Kolcaba’s comfort theory is not relevant only in the nursing field, but also engages the other healthcare disciplines. When providers of health care are driven to the same goal of making comfort available, the needs of the patient is adequately met. Furthermore, improvements in health seeking behaviors as well as institutional integrity is experienced. The following case sample illustrates comfort care continuity across the various healthcare fields.
Mr. S. is a 45-year-old Canadian man who has just been admitted to the ICU postoperative cardiac surgery. He has had an uneventful coronary artery bypass graft with no complications in the operating room. He is intubated and placed on complete mechanical ventilation. His vital signs are: blood pressure (BP) 150/90 mm Hg, heart rate 86 beats per minute, respiratory rate 12 breaths per minute, and temperature 35.3[degrees]C.

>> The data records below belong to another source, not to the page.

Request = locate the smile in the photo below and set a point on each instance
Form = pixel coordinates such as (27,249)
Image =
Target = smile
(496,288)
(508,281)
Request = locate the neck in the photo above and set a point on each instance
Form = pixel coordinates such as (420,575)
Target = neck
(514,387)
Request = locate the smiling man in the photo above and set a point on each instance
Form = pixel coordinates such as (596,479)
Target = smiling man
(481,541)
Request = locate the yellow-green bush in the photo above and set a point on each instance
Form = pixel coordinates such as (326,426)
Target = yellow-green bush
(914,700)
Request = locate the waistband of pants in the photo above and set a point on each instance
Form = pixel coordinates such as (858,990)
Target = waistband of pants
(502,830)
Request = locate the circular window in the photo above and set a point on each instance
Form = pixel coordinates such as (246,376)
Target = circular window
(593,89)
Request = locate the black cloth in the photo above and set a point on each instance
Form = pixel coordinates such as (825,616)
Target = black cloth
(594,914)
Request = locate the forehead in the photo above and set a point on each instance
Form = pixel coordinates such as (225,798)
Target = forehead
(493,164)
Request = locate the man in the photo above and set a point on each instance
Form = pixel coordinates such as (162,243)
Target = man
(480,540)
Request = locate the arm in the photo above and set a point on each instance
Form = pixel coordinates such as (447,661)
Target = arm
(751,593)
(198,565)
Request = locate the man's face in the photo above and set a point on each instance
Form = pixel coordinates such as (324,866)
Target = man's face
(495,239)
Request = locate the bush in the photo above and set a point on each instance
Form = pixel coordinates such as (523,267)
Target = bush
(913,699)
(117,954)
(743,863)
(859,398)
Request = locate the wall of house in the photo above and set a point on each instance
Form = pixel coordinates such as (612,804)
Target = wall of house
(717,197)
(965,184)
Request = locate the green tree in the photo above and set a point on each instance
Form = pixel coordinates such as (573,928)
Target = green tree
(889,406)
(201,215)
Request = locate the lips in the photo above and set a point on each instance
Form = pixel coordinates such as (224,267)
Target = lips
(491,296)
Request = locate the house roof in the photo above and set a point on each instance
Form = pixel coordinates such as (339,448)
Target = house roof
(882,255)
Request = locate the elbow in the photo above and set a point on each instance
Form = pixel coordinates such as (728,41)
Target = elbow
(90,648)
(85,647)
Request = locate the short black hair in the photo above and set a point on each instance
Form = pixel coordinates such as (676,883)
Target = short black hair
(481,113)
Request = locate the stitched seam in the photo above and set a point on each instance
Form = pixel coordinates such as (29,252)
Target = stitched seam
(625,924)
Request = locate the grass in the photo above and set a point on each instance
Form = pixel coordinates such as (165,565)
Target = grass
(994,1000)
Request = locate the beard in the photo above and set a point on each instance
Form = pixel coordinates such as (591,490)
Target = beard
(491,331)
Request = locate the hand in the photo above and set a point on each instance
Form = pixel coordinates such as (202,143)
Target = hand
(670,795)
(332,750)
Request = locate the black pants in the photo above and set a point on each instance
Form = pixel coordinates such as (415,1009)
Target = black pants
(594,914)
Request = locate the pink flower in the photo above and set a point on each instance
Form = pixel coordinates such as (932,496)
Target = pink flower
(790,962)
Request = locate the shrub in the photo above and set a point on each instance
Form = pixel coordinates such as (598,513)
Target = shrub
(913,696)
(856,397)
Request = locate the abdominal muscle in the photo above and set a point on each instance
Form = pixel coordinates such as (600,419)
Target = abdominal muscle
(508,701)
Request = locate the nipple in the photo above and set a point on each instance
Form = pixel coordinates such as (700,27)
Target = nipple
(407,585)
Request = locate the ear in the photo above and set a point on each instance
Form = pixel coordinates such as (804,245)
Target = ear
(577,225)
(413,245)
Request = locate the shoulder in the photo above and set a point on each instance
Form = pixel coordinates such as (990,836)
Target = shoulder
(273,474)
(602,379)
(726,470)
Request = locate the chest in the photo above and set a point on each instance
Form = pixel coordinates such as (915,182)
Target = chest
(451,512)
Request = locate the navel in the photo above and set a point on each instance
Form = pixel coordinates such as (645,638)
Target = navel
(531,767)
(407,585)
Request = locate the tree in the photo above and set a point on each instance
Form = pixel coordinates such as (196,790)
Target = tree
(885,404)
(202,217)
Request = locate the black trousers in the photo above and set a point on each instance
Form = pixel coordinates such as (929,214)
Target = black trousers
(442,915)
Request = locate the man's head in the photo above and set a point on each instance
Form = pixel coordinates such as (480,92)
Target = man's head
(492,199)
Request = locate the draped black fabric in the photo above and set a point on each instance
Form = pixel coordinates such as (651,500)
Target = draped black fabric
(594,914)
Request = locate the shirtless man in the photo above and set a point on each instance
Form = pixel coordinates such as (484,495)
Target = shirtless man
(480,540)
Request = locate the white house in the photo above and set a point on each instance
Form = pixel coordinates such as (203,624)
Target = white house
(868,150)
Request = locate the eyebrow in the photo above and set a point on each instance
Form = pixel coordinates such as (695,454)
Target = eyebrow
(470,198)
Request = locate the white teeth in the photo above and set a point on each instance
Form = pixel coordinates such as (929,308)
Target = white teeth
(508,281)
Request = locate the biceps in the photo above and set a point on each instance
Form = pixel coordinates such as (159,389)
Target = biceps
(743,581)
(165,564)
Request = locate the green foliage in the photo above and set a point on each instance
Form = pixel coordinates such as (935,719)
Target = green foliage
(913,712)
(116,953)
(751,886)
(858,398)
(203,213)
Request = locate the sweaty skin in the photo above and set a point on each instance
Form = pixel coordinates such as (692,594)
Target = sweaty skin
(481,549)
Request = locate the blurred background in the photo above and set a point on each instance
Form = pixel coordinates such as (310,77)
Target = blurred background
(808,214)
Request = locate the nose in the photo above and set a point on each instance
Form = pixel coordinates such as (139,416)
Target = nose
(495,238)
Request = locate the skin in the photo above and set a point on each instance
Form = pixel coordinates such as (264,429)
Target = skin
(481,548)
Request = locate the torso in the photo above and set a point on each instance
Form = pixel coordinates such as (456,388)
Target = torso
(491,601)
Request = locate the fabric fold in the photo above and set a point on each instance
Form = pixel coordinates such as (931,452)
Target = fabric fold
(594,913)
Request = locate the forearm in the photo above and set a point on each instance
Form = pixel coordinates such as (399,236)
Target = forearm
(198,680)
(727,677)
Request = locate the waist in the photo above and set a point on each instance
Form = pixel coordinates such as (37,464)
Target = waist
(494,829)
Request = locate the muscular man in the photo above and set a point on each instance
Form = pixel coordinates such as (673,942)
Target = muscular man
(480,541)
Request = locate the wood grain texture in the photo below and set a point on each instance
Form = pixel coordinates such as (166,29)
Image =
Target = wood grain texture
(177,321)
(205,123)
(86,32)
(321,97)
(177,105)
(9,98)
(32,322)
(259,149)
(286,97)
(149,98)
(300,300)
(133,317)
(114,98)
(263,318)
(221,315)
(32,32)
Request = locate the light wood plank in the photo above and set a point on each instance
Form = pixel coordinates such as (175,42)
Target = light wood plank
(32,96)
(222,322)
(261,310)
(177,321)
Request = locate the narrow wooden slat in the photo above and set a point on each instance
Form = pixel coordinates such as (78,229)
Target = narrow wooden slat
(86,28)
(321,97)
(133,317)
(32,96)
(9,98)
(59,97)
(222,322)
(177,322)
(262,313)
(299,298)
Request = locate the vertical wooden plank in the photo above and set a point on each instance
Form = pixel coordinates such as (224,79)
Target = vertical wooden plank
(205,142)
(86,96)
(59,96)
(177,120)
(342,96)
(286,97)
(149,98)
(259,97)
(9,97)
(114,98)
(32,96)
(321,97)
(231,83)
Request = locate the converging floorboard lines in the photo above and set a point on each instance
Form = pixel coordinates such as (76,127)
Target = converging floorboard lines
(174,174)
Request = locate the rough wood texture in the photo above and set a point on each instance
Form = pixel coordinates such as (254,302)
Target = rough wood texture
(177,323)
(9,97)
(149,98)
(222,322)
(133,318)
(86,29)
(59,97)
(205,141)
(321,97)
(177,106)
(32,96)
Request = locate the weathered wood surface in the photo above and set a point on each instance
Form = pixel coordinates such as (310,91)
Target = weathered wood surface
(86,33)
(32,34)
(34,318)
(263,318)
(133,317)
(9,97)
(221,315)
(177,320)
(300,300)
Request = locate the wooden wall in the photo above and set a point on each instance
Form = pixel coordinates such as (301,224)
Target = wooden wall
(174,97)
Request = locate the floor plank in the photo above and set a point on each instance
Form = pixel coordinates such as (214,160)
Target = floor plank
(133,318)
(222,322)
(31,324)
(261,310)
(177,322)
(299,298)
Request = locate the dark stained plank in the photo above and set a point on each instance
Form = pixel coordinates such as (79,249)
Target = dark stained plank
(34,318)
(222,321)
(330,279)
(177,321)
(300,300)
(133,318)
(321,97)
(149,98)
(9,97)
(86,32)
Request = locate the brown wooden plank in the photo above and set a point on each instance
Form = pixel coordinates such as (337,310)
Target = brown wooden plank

The surgeon caring for Mr. S. is familiar with Kolcaba's comfort theory and structures the orders accordingly. The target systolic BP for Mr. S. is less than 130 mm Hg and the surgeon's postoperative orders include BP medications and intravenous morphine sulfate for pain. In addition, the surgeon prescribes an nonsteroidal anti-inflammatory drug, ketorolac, to be administered to the patient once it has been determined that they are not bleeding excessively and have acceptable renal function. This close attention to treatment of pain represents a comfort intervention instituted by the surgeon that not only addresses a particular healthcare need of the patient but also recognizes the importance the surgeon has placed on of the relief form of comfort. There is a standing order in place for warming patients postoperative coronary artery bypass graft.